Parsing

Overview

Unlike most programming languages, Felix has tiny bootstrap grammar hard coded into the compiler. That grammar does not specify the commonly used part of the language, instead, it specifies an how to parse an EBNF like syntax which specifies the actual grammar.

The parser starts by reading these EBNF specifications which are part of the standard library in files ending in the extension .fsyn. It translates these specifications into an internal data structure. The specifications look like this:

syntax blocks
{
  stmt = block;
  block := "do" stmt* "done" =># '`(ast_seq ,_sr ,_2)';
  block := "begin" stmt* "end" =># '(block _2)';
  block := "perform" stmt =># '_2';
}

The basic form of a grammar rule consists of:

  • a nonterminal on the left
  • an := symbol,
  • a production, which is a regular expression like specification involving

** quoted strings, which are treated as terminals, ** identifiers, which are nonterminals, ** and the symbols * for the Kleene closure of 0 or more repetitions, ** + for 1 or more repetitions, ** ? for 0 or 1 repetition, ** and parenthesis ( and ) for grouping. * followed by a =># symbol, then * a string in R5RS Scheme call the action * and finally a terminating semicolon ;.

The syntax group is called a DSSL or domain specific sublanguage.

Then the parser hits a statement like this:

open syntax blocks;

and this is where the fun starts. The parser takes the DSSL specified and augments the current parser with the specified syntax. After all the extensions so specified a special command causes the parser to save the extended automaton to disk as a cache: dependency checking allows us to skip the above process if the grammar is unmodified and load :ethe automaton immediately.

The parser is now ready to process actual Felix files. When it parses a string according to a grammar rule it sets the Scheme variables _1, _2, _3 etc to the abstracted syntax trees previously generated and then executes the Scheme in the action code. This results in a Scheme S-expression being returned. Note that the Scheme code is compiled and the compiled code saved, so that the code is not interpreted each time.

After the whole file is parsed, the resuling Scheme S-expression is translated to a simpler kind of S-expression which is easier to pattern match against in Ocaml, and then that S-expression is translated into the first stage syntax tree using Ocaml variants which are required for the compiler. Subsequent processing stages macro process and desugar the syntax tree to another form.

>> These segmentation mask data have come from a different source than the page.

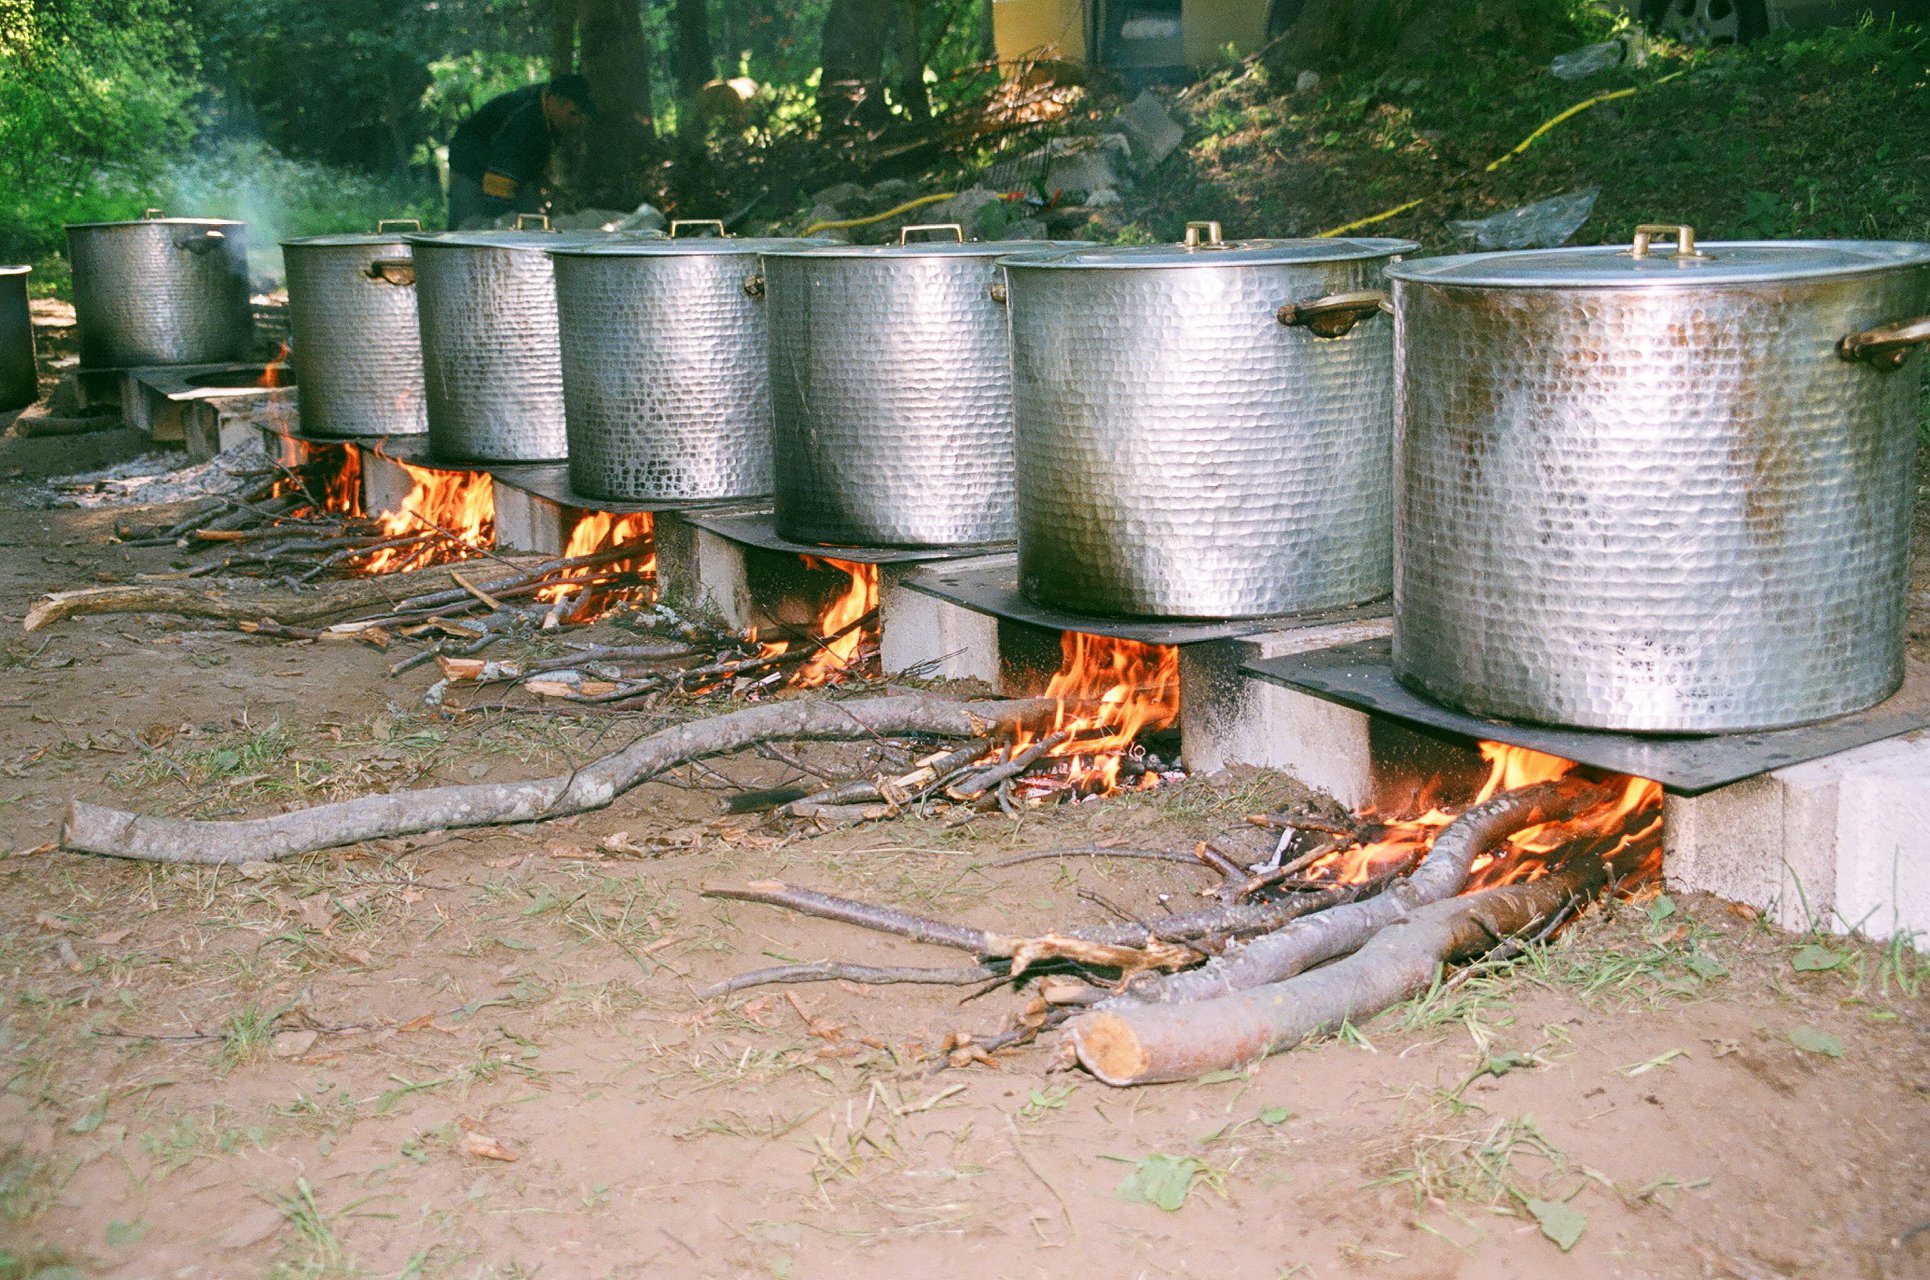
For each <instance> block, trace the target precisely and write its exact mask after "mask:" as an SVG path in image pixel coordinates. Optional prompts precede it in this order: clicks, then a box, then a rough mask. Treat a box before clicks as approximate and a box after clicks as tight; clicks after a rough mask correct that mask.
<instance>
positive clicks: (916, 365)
mask: <svg viewBox="0 0 1930 1280" xmlns="http://www.w3.org/2000/svg"><path fill="white" fill-rule="evenodd" d="M907 230H919V228H907ZM950 230H953V232H955V230H957V228H950ZM1048 247H1054V245H1052V241H986V243H979V241H973V243H950V241H921V243H905V245H822V247H809V249H787V251H782V253H766V255H764V290H766V303H768V307H766V317H768V324H770V396H772V413H774V425H776V436H774V446H776V488H774V500H776V515H778V533H782V535H784V537H787V539H791V541H797V543H830V544H855V546H977V544H984V543H1006V541H1009V539H1011V535H1013V498H1011V483H1013V481H1011V363H1009V357H1007V351H1006V309H1004V307H1002V305H1000V303H998V301H996V299H994V297H992V293H990V286H992V282H994V280H996V268H994V266H992V263H994V261H996V259H1000V257H1002V255H1007V253H1017V251H1021V249H1048ZM1060 247H1075V245H1060Z"/></svg>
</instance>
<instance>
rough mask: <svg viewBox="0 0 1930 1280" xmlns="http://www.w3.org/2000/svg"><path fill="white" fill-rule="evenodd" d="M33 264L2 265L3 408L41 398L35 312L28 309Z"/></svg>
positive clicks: (1, 392)
mask: <svg viewBox="0 0 1930 1280" xmlns="http://www.w3.org/2000/svg"><path fill="white" fill-rule="evenodd" d="M31 270H33V268H31V266H0V409H21V407H25V405H31V403H33V402H35V400H39V398H41V378H39V371H37V369H35V363H33V313H31V311H29V309H27V272H31Z"/></svg>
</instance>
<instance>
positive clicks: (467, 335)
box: [405, 230, 614, 461]
mask: <svg viewBox="0 0 1930 1280" xmlns="http://www.w3.org/2000/svg"><path fill="white" fill-rule="evenodd" d="M405 239H407V241H409V251H411V257H413V261H415V307H417V324H419V330H421V336H423V390H425V394H427V409H428V452H430V454H432V456H434V458H438V459H444V461H562V459H565V458H567V456H569V436H567V432H565V427H564V369H562V351H560V344H558V330H556V280H554V270H552V259H550V253H548V251H550V249H564V247H569V245H591V243H602V241H610V239H614V237H612V236H610V234H606V232H567V234H560V232H538V230H515V232H436V234H423V236H407V237H405Z"/></svg>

The result of parsing each file is saved in the cache so if the file and the grammar is not changed, the AST can be loaded from the cache. Therefore Felix usually only parse the files you’re actively working on. Felix is specifically designed so that files can be parsed independently of eaach other to minnimise parsing time. The cached files AST files end in extension .par.

The parser used is Dypgen, and the Scheme used is OCS Scheme. Dypgen is a GLR+ parser. The automaton has an LALR1 kernel and it resolves shift/reduce and reduce/reduce conflicts by following both alternatives simultaneously; each path is called a parser thread. Later, a parser thread may fail reducing the number of threads being executed, and the parser can also merge threads if they produced the same result a different way. The parser also has a number of other features including the ability of the action code to kill a thread by throwing an exception.

Syntax specifications are part of the Felix language. They can be used anywhere in Felix files, and they even respect scopes. However only files processed in the initial grammar processing phase can be shared at this time.